- Swanwick Location within Hampshire
- OS grid reference: SU5109
- District: Fareham;
- Shire county: Hampshire;
- Region: South East;
- Country: England
- Sovereign state: United Kingdom
- Post town: SOUTHAMPTON
- Postcode district: SO31
- Dialling code: 01489
- Police: Hampshire and Isle of Wight
- Fire: Hampshire and Isle of Wight
- Ambulance: South Central
- UK Parliament: Hamble Valley;

= Swanwick, Hampshire =

Village in Hampshire, England

Swanwick (/ˈswɒnɪk/) is a village in Hampshire, England, east of the River Hamble and north of the M27 motorway.
The village is located within the borough of Fareham and is the site of the London Area Control Centre (LACC) and the London Terminal Control Centre (LTCC), part of National Air Traffic Services Air Traffic Control Centre, and Bursledon Brickworks, the last remaining example of a Victorian steam-powered brickworks.

Swanwick has no real village centre and the only commercial premises of note is the Elm Tree Public House. Since the 1980s, the gradual spread of housing developments has meant that Swanwick has partly merged with the new development of Whiteley although the only direct vehicular access is via Yew Tree Drive (once a bus only route).

Swanwick railway station on the West Coastway Line is approximately one mile south of the village and is nearer Park Gate than Swanwick.

The village's "twin" Lower Swanwick is situated two miles west of the village on the edge of the River Hamble.

==History==
Human activity at Swanwick dates back to the Bronze Age. It is understood that a ritual from the era involved the digging of shafts or wells to the underworld; one such shaft at Swanwick was found to contain 20 cylindrical loom-weights and a wooden post with organic residues believed to be the remains of flesh and blood. A refuse pit dating from Roman times has also been found at Swanwick.

In the autumn of 877 AD Alfred the Great blockaded the city of Exeter in order to capture the band of pagans there; some of the pagans fled by sea and were pursued by king's ships to Swanwick where the pagans' boats were sunk after a month at sea. Some historians have debated whether this was at Swanwick in Hampshire, or a coastal settlement called Sanewick in Dorset. Some accounts indicate that the pagans, who were Danish, lost some 120 vessels at Swanwick.

The Post Office Directory of 1855 listed Swanwick as a hamlet within the parish of Titchfield (itself the largest parish in the county of Hampshire at the time). The hamlet had an independent chapel and four residents were listed: a gentleman by the name of William B Gates, a farmer (John Crosskey), a blacksmith (Richard Hewett) and a grocer (Thomas Privett).

Around the beginning of the 20th century the area around Swanwick was noted for its strawberry beds. Strawberry farming remained a feature of the area, and in 1961 strawberries from Swanwick were being cooled immediately after picking as an experimental way of retaining quality and freshness for longer. Swanwick's cooled strawberries were being transported to markets as far away as Leeds, Manchester and Glasgow.

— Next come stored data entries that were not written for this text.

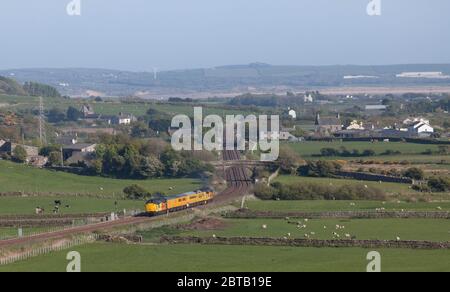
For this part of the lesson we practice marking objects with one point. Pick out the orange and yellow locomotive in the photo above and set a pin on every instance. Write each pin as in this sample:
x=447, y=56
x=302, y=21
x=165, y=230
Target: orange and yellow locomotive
x=178, y=202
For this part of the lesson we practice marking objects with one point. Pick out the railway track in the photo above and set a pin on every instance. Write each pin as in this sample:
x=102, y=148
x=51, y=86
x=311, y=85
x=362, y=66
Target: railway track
x=239, y=182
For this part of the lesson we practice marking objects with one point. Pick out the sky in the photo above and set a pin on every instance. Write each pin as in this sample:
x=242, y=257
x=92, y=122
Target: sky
x=139, y=35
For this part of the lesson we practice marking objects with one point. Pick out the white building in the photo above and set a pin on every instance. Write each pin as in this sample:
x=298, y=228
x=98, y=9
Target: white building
x=355, y=125
x=420, y=128
x=411, y=121
x=308, y=98
x=292, y=114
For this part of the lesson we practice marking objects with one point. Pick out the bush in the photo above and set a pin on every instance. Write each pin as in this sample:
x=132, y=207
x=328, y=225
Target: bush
x=135, y=192
x=320, y=168
x=414, y=173
x=20, y=154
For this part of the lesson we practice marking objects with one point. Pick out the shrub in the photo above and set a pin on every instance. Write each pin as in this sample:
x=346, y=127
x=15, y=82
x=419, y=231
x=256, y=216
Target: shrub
x=313, y=191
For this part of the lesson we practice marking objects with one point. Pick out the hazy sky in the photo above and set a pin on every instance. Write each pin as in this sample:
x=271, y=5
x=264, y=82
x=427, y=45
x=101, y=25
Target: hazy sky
x=174, y=34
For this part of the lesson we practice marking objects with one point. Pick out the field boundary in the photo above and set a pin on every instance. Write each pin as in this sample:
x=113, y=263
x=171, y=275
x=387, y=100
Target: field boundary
x=248, y=214
x=251, y=241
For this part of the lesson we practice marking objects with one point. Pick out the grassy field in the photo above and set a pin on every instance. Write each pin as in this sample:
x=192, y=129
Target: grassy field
x=78, y=205
x=309, y=149
x=182, y=258
x=388, y=187
x=20, y=178
x=381, y=229
x=322, y=206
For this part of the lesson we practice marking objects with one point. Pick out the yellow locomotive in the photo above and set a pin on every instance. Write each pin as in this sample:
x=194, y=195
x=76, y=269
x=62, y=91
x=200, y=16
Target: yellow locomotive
x=180, y=202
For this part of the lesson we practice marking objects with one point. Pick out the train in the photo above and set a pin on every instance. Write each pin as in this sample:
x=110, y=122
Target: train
x=164, y=205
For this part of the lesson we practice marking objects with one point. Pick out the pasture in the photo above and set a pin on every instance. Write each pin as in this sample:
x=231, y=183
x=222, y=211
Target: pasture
x=195, y=258
x=363, y=229
x=309, y=149
x=388, y=187
x=20, y=178
x=77, y=205
x=323, y=206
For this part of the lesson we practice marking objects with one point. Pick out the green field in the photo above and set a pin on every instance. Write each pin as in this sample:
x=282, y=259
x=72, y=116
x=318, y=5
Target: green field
x=367, y=229
x=388, y=187
x=78, y=205
x=309, y=149
x=322, y=206
x=192, y=258
x=21, y=178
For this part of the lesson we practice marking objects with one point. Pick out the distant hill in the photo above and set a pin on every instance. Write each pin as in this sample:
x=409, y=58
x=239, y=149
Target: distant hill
x=12, y=87
x=232, y=78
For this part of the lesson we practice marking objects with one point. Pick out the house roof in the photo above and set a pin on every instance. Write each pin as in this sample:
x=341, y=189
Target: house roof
x=329, y=122
x=78, y=146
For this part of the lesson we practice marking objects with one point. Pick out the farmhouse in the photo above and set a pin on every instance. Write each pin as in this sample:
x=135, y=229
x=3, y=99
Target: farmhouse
x=9, y=147
x=420, y=128
x=327, y=126
x=70, y=150
x=123, y=119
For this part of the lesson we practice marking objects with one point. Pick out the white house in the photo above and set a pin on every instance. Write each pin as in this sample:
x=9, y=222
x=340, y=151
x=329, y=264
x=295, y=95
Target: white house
x=123, y=119
x=308, y=98
x=411, y=121
x=420, y=128
x=292, y=114
x=355, y=125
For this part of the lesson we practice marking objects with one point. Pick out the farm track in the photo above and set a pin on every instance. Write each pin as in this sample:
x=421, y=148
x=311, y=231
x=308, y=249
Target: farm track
x=239, y=183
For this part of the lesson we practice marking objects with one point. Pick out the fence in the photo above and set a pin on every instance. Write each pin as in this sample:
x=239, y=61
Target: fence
x=34, y=252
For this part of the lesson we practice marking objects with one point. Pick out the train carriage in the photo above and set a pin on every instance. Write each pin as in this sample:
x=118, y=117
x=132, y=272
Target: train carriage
x=178, y=202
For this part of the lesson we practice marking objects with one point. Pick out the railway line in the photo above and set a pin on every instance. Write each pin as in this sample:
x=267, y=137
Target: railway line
x=239, y=183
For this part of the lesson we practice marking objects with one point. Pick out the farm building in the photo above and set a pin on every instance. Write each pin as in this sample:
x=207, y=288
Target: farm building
x=328, y=126
x=70, y=150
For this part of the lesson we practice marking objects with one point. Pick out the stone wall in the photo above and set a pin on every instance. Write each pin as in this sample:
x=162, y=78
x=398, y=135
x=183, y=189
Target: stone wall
x=306, y=242
x=248, y=214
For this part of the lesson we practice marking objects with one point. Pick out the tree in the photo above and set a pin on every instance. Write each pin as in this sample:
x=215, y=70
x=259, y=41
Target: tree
x=414, y=173
x=54, y=158
x=56, y=115
x=135, y=192
x=73, y=114
x=20, y=154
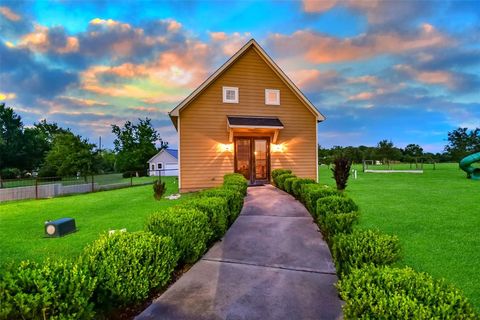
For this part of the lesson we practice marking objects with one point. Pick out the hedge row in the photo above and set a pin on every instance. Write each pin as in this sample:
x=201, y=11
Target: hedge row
x=122, y=268
x=369, y=285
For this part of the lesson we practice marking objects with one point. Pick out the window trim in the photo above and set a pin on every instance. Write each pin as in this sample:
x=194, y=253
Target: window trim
x=276, y=103
x=224, y=95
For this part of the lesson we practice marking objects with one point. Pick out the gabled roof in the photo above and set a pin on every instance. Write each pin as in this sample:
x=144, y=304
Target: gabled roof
x=172, y=152
x=252, y=43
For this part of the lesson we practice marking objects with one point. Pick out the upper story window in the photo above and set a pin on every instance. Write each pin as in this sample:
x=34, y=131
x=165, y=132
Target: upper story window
x=230, y=95
x=272, y=96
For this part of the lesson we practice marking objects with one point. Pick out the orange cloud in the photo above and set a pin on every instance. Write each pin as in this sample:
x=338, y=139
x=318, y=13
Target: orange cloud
x=7, y=96
x=164, y=79
x=147, y=109
x=362, y=96
x=318, y=48
x=308, y=79
x=371, y=80
x=84, y=102
x=229, y=43
x=376, y=11
x=9, y=14
x=430, y=77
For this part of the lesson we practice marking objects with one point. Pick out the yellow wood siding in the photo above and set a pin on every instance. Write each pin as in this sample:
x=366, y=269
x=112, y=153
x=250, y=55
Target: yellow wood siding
x=203, y=125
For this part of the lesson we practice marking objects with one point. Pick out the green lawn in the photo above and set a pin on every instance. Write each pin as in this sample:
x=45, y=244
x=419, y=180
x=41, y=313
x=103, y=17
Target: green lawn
x=22, y=222
x=436, y=215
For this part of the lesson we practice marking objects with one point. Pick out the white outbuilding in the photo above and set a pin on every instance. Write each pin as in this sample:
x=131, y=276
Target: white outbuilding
x=164, y=163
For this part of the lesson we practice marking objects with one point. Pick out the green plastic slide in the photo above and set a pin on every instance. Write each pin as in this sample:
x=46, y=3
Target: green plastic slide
x=466, y=165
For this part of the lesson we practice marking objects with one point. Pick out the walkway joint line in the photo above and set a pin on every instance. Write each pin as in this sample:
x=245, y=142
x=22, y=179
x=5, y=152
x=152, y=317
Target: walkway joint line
x=267, y=266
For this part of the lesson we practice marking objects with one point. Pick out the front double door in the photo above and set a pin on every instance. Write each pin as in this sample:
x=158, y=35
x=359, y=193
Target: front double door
x=252, y=159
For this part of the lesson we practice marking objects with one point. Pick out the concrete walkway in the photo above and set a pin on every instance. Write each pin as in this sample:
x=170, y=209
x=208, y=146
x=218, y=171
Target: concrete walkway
x=271, y=264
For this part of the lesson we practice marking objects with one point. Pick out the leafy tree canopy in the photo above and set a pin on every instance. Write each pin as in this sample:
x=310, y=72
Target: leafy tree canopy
x=462, y=142
x=70, y=155
x=135, y=144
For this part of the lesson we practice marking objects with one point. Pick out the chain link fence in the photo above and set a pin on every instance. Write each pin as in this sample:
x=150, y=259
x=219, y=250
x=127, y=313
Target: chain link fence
x=49, y=187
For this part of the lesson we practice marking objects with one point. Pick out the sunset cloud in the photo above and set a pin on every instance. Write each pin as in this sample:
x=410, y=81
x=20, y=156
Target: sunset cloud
x=9, y=14
x=319, y=48
x=365, y=64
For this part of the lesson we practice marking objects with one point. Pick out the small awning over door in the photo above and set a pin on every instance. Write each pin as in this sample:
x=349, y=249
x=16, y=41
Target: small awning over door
x=266, y=124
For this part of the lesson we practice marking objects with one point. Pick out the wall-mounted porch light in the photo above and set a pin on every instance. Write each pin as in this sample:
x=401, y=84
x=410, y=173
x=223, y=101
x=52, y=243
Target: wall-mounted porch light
x=226, y=147
x=278, y=147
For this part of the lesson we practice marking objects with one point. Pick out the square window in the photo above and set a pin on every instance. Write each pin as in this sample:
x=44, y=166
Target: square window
x=272, y=96
x=230, y=95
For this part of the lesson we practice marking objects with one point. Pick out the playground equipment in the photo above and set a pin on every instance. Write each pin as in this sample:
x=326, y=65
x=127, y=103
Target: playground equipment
x=466, y=165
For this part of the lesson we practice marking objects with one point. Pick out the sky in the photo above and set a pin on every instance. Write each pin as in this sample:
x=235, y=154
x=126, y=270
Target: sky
x=405, y=71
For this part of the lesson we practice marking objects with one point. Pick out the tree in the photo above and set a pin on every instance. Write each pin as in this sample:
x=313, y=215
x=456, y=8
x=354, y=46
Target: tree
x=135, y=144
x=11, y=136
x=461, y=143
x=38, y=140
x=70, y=155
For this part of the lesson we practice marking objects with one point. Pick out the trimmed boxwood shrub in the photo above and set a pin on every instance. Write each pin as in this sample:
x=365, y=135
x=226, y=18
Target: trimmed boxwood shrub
x=312, y=192
x=287, y=184
x=217, y=211
x=281, y=179
x=128, y=266
x=233, y=197
x=277, y=172
x=297, y=186
x=333, y=224
x=236, y=181
x=47, y=290
x=188, y=227
x=393, y=293
x=364, y=247
x=334, y=204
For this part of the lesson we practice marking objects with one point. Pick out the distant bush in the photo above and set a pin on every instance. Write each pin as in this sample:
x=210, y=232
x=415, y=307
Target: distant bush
x=217, y=211
x=277, y=172
x=236, y=181
x=341, y=172
x=47, y=290
x=334, y=204
x=128, y=266
x=392, y=293
x=188, y=227
x=280, y=180
x=159, y=189
x=297, y=186
x=312, y=192
x=10, y=173
x=287, y=184
x=233, y=196
x=364, y=247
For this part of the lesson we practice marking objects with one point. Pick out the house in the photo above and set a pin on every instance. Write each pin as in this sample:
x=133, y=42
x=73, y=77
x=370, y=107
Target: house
x=164, y=163
x=247, y=117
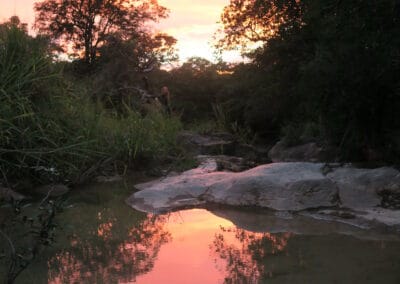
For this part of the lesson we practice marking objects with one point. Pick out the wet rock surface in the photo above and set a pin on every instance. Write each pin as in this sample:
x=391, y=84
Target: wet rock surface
x=360, y=197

The air traffic area control centre at Swanwick was brought into operation in 2002. A control centre for London City Airport, 80 miles away, was added in January 2021 using a remotely operated digital system.

==Landmarks==
The area houses Bursledon Brickworks Museum and Swanwick Lakes Nature Reserve. The Brickworks Museum, also known as 'Bursledon Brickworks', is a volunteer-run museum; it is purportedly the UK's sole surviving Victorian steam-driven brickworks. The nature reserve is an area of about 80 acres, that was formed from clay pit excavations. Owned by NATS, the site is managed by the Hampshire and Isle of Wight Wildlife Trust and is a Site of Nature Conservation Interest. Both NATS and the Nature Reserve formed part of the original brickworks.